The history of printed postcards

Post cards can be traced back to 1840 in which is known as the “pre-postcard era” because it was then when lithograph prints appeared, this prints were made in wood and were delivered by hand, then came the envelopes that had pictures in them and where introduced by D. William Mulready.

It was in 1861 that the first real post card came to be by the hands of John P. Charlton who even applied for a patent. They existed until 1873 which was the time when the government began printing its own.

In the United States pre-stamped postcards appeared around 1873 and the USPS was the only entity who was entitled to print them at the time. The interesting part is that when private companies were allowed to do so they couldn’t name their product “postcard” names such as “Private Mailing Card”, “Souvenir Card”, “Correspondence Card” and “Mail Card” where the terms used.

Dr. Emmanuel Hermann is known to have offered the first postcard to the Hungarian government back in 1869, three years later in England the first advertising card appeared, two years after Germany saw their first postcard as well. But fifteen years had to pass before the Heliogland, the first colored postcard in history, saw the light of day. And this was the start, between 1889 and 1890 postcards with pictures of the Eiffel Tower we incredibly popular.

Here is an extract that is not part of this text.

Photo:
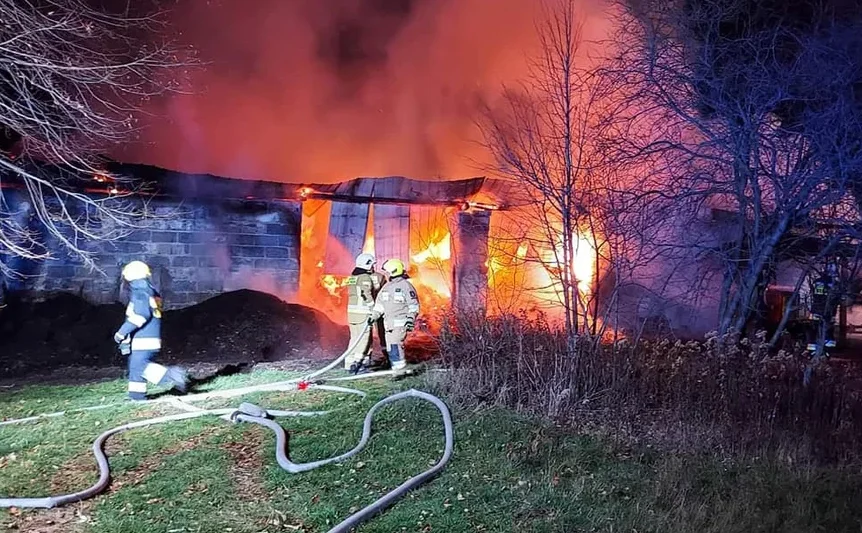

Eight years later the U.S. saw the birth of the first private post cards, this postcards required a one cent stamp (same as government issued ones) to be mailed in, and contrary to those we have today, you could only add the stamp and write the recipients address on them. It was in 1907 when we see the first divided postcards, which allow the sender to write a short message on one side and the recipient information on the other along with the respective stamp.

After the First World War it was the US who got the lead in postcard printing because the usual providers, England and Germany, had their publishing housed bombed and machinery along with original arts was gone. Also publishers in the US, in an effort to low their cost, began to print the cards with a white border; this unfortunately led to loss of interest by collectors and user alike. What was not affected was the production of photographic postcards that were available in roadsides or near the places they depicted, hence the birth of the tradition of sending a postcard when visiting a place.

Then, and by the time the world was ravaged by World War Two, came linen postcards, technology advancements allowed publishing houses to try this new method in an effort to cope with the losses caused by the white border in previous years, but this method only lasted until 1939 when color chrome postcards emerged, even though it is registered that several publishing houses made linen cards even in the 1950s.

From 1939 until today little has changed on the way postcards are made, “photo chrome” is the method of choice and even though e-cards are also on the rise with the dawn of the internet, printed postcards remain very well alive.